The PN leader said that as the Prime Minister had done on other issues, he was claiming not to know anything in order not to take action

Nationalist Party leader Adrian Delia has accused the Prime Minister of lying to the nation when yesterday he rejected claims by the Opposition leader that some workers were being paid as little as €1 an hour.

Yesterday, during a debate against the Prime Minister, Delia quoted UHM CEO Josef Vella who said that the union had recently discovered that a group of foreign workers were being paid €1 and that rather than being paid directly, their wages were being transferred to an agency in India.  

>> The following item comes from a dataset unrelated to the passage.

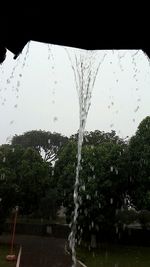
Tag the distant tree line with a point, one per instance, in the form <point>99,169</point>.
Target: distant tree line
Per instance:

Speaking during a political activity in Sliema, Delia said that while the Prime Minister denied the claims, the person who had originally made them was none other than Foundation for Social Welfare services and former Labour mayor Alfred Grixti.

Moreover, Delia said, he had made them in the presence of the Prime Minister.

“He lied to the whole nation and tried to make it seem as though I was lying and that I had incorrect information when he had the information himself and did nothing about it,” Delia insisted.

“Like with other issues, he is saying he doesn’t have any information and can’t take the necessary step when in reality he does,” Delia said.

He described the Prime Minister as one of the country’s most able propagandists but insisted that the country could now see through him. “He told us that about all these rich people he wants to see when 72,000 people on the brink of poverty, and he does nothing.”

Delia again stressed that wages in Malta had increased by one of the lowest rates across the EU, adding that the government’s surplus  or the country’s GDP did not reflect how well people were doing, and only showed that the population was growing.  

“Your portion, your slice is getting smaller,” he insisted. “Between 2016 and 2016, 64% of Maltese workers effectively started earning less.”

Moreover, he said that while Muscat wanted all Maltese people to become  managers, the country had the second highest rate of early school leavers, with the PN leader pinning the blame on the government, which he said was not investing enough in education.

He said the government had created an environment that was so expensive that it pushed talented Maltese youths to seek opportunities abroad.

Delia went on to say that the Prime Minister had shamelessly said that Malta’s rule of law was intact. He said that while the Attorney General had been allowed to work independently under a PN administration, this couldn’t be said for the present government.

READ MORE: Joseph Muscat and Adrian Delia spar in calm debate

He pointed to successive reports complied by various European entities like Greco and the Venice Commission, which Delia said had condemned the government’s actions.

Delia, started off his address by thanking all those who the country relied on to offer their services, from rubbish collectors, to cleaners and all of those who worked using their hands, including farmers.

“Joseph Muscat doesn’t want them to work in the sun, which is why he is going to destroy farming and animal husbandry because he said they don’t contribute to our economy,” he said, again accusing the Prime Minister of growing the economy by increasing the country’s population.

“Thank you to those who every day, whether they chose to do so or not, work with their hands and give a service to all of society,” he continued.

The Labour Party, he said, had lost its social conscience and was today ashamed to say it was a socialist party.